According to The Wall Street Journal, diverted funds
were used to purchase an art collection and lavish real
estate in Florida, New York, and New Hampshire.
Kozlowski and Tyco’s chief financial officer Mark Swartz
were charged and tried for diverting these funds. During
one of their trials, evidence was presented that Kozlowski
had spent $2 million on a party for his wife on the
Mediterranean island of Sardinia and that he had purchased
a $15,000 umbrella holder and a $6,000 shower
curtain for an $18 million apartment that they used but
that Tyco owned. At their trials, the attorneys prosecuting Dennis
Kozlowski presented evidence that Tyco’s board of directors
did not approve these extraordinary payments. In his
defense, Kozlowski argued that the board was well aware
of the payments, that they constituted normal compensation,
and that the board did approve them. Jurors were not
persuaded by this argument, and in June 2005, both
Kozlowski and Swartz were found guilty of grand larceny
and conspiracy, falsifying business records and violating
general business law. Tyco used PricewaterhouseCoopers LLP (PWC) as
their auditing firm. Their annual auditing fees were in the
vicinity of $16 million, and nonauditing services were
another $32 million. Richard Scalzo was PWC’s lead auditor
on the Tyco account. In August 2003, the SEC barred
Richard Scalzo from auditing publicly listed companies,
describing his auditingwork at Tyco as “reckless.”The SEC
criticized Scalzo for failing to examine Tyco’s executive
compensation payments such as forgiven loans totaling
$96 million, and other related-party dealings that were not
disclosed toTyco’s shareholders. The SEC expressed concern that in 1998, Mr. Scalzo’s
auditing team discovered these issues just before Tyco was
to announce its year-end earnings. Correcting the accounting
treatment would have led Tyco’s quarterly earnings
to fall by $40 million, causing the firm to miss
analysts’ earnings forecasts. However, rather than insist
that Tyco comply with proper accounting conventions, Mr.
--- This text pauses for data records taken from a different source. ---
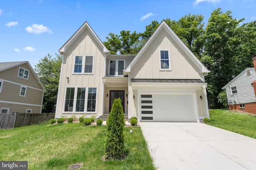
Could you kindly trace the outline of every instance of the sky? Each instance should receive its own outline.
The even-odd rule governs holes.
[[[58,50],[87,21],[103,42],[110,33],[143,32],[152,21],[177,21],[189,13],[232,12],[243,23],[256,20],[256,0],[0,0],[0,63],[31,66]]]

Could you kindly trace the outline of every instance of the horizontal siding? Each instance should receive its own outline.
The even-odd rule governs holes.
[[[29,70],[28,79],[23,78],[18,76],[20,67]],[[2,79],[42,90],[38,81],[32,73],[32,71],[30,69],[26,64],[23,64],[0,72],[0,79]]]
[[[32,113],[40,113],[41,107],[30,106],[14,104],[0,103],[0,110],[1,108],[10,109],[9,112],[26,113],[27,109],[32,109]]]
[[[42,105],[42,91],[27,88],[26,96],[24,97],[19,96],[20,90],[20,86],[4,82],[0,93],[0,100]]]
[[[228,100],[235,100],[237,104],[256,102],[256,98],[253,87],[251,83],[256,80],[256,73],[254,68],[250,69],[251,74],[247,75],[246,71],[237,77],[226,88]],[[231,88],[236,86],[238,93],[231,94]]]

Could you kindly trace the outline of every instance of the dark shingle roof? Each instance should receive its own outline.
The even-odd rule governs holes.
[[[26,62],[27,61],[15,61],[14,62],[0,63],[0,71],[16,65],[20,65]]]
[[[200,79],[132,79],[133,82],[146,83],[204,83],[203,81]]]

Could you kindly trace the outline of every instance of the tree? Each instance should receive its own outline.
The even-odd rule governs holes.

Scalzo helped Tyco to manipulate its accruals in order to
mask the problem. That is, the lead auditor cooperated
with the firm’s management in keeping the firm’s audit
committee and its investors uninformed about executive
compensation.
Case Analysis Question-
Contrast events at Tyco with the events at HealthSouth
described in the chapter. In what ways were the events
similar and in what ways were they different?